Évolution du marché : Objets de collection (CN 9705) — 2015–2025
Introduction
Le code 9705 de la Nomenclature Combinée (CN) regroupe un ensemble hétérogène mais distinct de biens culturels et scientifiques : les collections et spécimens à intérêt zoologique, botanique, minéralogique, anatomique, historique, archéologique, paléontologique, ethnographique ou numismatique. Cette étude analyse l'évolution du commerce extérieur de l'Union européenne (UE) avec les pays tiers pour ce segment sur la période 2015-2025. Les données révèlent une dynamique marquée par une forte croissance de la valeur, une divergence notable entre l'évolution des volumes et des prix, et des changements significatifs dans la structure géographique des échanges.

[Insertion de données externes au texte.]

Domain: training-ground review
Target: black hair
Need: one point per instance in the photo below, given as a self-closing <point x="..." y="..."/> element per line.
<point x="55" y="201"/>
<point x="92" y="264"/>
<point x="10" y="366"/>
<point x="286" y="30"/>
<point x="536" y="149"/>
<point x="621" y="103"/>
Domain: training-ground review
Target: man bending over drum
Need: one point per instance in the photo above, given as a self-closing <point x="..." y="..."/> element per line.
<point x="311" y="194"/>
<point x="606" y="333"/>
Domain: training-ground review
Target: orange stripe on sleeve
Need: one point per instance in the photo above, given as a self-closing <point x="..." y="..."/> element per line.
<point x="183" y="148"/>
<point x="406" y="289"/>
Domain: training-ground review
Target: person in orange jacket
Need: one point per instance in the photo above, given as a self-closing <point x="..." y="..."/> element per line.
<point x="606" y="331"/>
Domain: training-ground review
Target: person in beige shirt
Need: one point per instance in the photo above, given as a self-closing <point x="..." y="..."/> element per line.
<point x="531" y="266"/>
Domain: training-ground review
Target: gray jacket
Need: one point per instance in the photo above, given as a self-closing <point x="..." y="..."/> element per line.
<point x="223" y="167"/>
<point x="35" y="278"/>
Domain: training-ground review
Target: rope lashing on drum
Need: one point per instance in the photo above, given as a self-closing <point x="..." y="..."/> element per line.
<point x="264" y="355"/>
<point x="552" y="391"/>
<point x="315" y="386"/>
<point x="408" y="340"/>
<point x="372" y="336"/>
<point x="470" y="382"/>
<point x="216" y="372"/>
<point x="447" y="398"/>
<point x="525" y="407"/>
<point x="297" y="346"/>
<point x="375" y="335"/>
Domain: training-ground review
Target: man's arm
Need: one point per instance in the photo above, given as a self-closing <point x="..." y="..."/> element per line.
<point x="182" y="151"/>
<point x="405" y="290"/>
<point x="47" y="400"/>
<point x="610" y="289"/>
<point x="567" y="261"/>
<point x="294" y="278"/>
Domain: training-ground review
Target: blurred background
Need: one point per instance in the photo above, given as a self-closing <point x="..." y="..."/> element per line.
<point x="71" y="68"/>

Une trajectoire de croissance dominée par la montée en gamme des échanges
L'analyse des flux commerciaux de l'UE pour le code 9705 sur la décennie étudiée met en évidence une expansion significative de la valeur des échanges, qui s'est accompagnée d'une transformation profonde de leur composition.
Une croissance vigoureuse de la valeur des exportations
Sur la période 2015-2025, la valeur des exportations de l'UE a connu une hausse de 116,7 %, passant d'environ 240 millions d'euros à près de 520 millions d'euros. Cette croissance est supérieure à celle des importations, qui ont progressé de 65,9 % pour atteindre environ 925 millions d'euros. Bien que l'UE reste déficitaire dans ce secteur (solde négatif de 405 millions d'euros en 2025), l'écart de dynamisme entre exportations et importations a permis de réduire le déficit relatif. Cette tendance témoigne du renforcement de la position de l'UE en tant qu'exportateur net de biens de collection de haute valeur.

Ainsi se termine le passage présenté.